Now $\displaystyle e^x (\frac{dy}{dx}+ y)= \frac{d(e^xy)}{dx}= xe^x$
integrating the left sides just gives $\displaystyle e^xy$ while we can integrate the right side using "integration by parts": Let u= x, $\displaystyle dv= e^x$ so that du= dx and $\displaystyle v= e^x$. $\displaystyle \int xe^x dx= xe^x- \int e^xdx= xe^x- e^x= e^x(x- 1+ C$. So $\displaystyle e^xy= e^x(x-1)+ C$ and $\displaystyle y= x- 1+ Ce^{-x}$
2) Separate into "homogeneous" and "non-homogeneous" parts. That is, first find the general solution to the "homogeneous" part, $\displaystyle \frac{dy}{dx}+ y= 0$. That is the same as $\displaystyle \frac{dy}{dx}= -y$ which separates to $\displaystyle \frac{dy}{y}= -dx$. Integrating both sides, ln(y)= -x+ C so $\displaystyle y= C' e^{-x}$ where $\displaystyle C'= e^C$.

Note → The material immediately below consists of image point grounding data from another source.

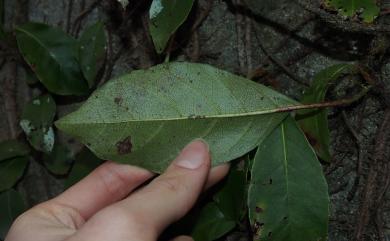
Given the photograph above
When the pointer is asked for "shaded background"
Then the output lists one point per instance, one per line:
(252, 38)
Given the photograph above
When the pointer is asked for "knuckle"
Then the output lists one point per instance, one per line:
(172, 184)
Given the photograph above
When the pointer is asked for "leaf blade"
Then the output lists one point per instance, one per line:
(11, 206)
(367, 9)
(11, 171)
(92, 45)
(12, 148)
(314, 122)
(166, 16)
(36, 121)
(277, 209)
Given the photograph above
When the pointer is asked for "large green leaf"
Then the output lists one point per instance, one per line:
(53, 56)
(36, 121)
(59, 160)
(92, 45)
(10, 171)
(12, 148)
(146, 117)
(314, 122)
(211, 224)
(11, 206)
(85, 162)
(288, 195)
(166, 16)
(366, 9)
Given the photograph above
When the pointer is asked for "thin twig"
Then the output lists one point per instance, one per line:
(361, 156)
(338, 22)
(285, 69)
(82, 15)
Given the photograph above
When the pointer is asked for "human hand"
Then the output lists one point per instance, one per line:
(99, 207)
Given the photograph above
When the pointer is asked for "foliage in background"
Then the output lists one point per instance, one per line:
(367, 10)
(166, 16)
(314, 122)
(287, 198)
(11, 206)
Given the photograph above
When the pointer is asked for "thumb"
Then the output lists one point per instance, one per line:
(183, 238)
(171, 195)
(147, 212)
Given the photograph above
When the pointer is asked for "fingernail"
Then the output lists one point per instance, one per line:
(193, 155)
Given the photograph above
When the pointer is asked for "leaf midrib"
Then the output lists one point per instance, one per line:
(42, 44)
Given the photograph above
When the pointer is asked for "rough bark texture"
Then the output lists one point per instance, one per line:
(234, 37)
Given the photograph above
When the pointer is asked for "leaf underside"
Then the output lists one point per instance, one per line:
(288, 195)
(314, 122)
(146, 117)
(166, 16)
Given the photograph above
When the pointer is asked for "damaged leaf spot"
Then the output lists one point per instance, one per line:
(258, 209)
(118, 100)
(124, 147)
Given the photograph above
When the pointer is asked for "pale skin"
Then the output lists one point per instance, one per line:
(109, 205)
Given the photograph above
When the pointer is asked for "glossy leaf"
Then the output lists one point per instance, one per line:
(145, 118)
(85, 162)
(59, 160)
(11, 171)
(36, 122)
(53, 56)
(92, 45)
(366, 9)
(230, 199)
(13, 148)
(288, 195)
(211, 224)
(166, 16)
(124, 3)
(314, 122)
(11, 206)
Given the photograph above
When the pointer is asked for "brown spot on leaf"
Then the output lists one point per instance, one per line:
(258, 209)
(124, 146)
(118, 100)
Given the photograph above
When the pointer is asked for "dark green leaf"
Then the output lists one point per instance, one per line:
(230, 199)
(92, 45)
(166, 16)
(53, 56)
(288, 195)
(12, 148)
(11, 206)
(366, 9)
(211, 224)
(36, 121)
(145, 118)
(314, 122)
(124, 3)
(85, 162)
(10, 171)
(59, 160)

Now try to find a "specific", single, solution to $\displaystyle \frac{dy}{dx}+ y= x$. Since we are only trying to find a single solution rather than the general solution we can try "guessing". (educated guessing, of course!) Since the right hand side of the equation is "x", try y= Ax+ B. Then $\displaystyle \frac{dy}{dx}= A$ and the equation becomes A+ Ax+ B= x. Since that must be true for all x, taking x= 0, we get A+ B= 0 or B= -A. Replacing B by -A gives Ax= x and, taking x= 1, A= 1 so B= -1. y(x)= x- 1 satisfies the differential equation $\displaystyle \frac{dy}{dx}+ y= x$
Finally, we add the general solution to the homogenous equation to the specific solution to the non-homogeneous equation to get the general solution to the entire equation: $\displaystyle y(x)= C'e^{-x}+ x- 1$ as before.
The second method is easier but requires more theory.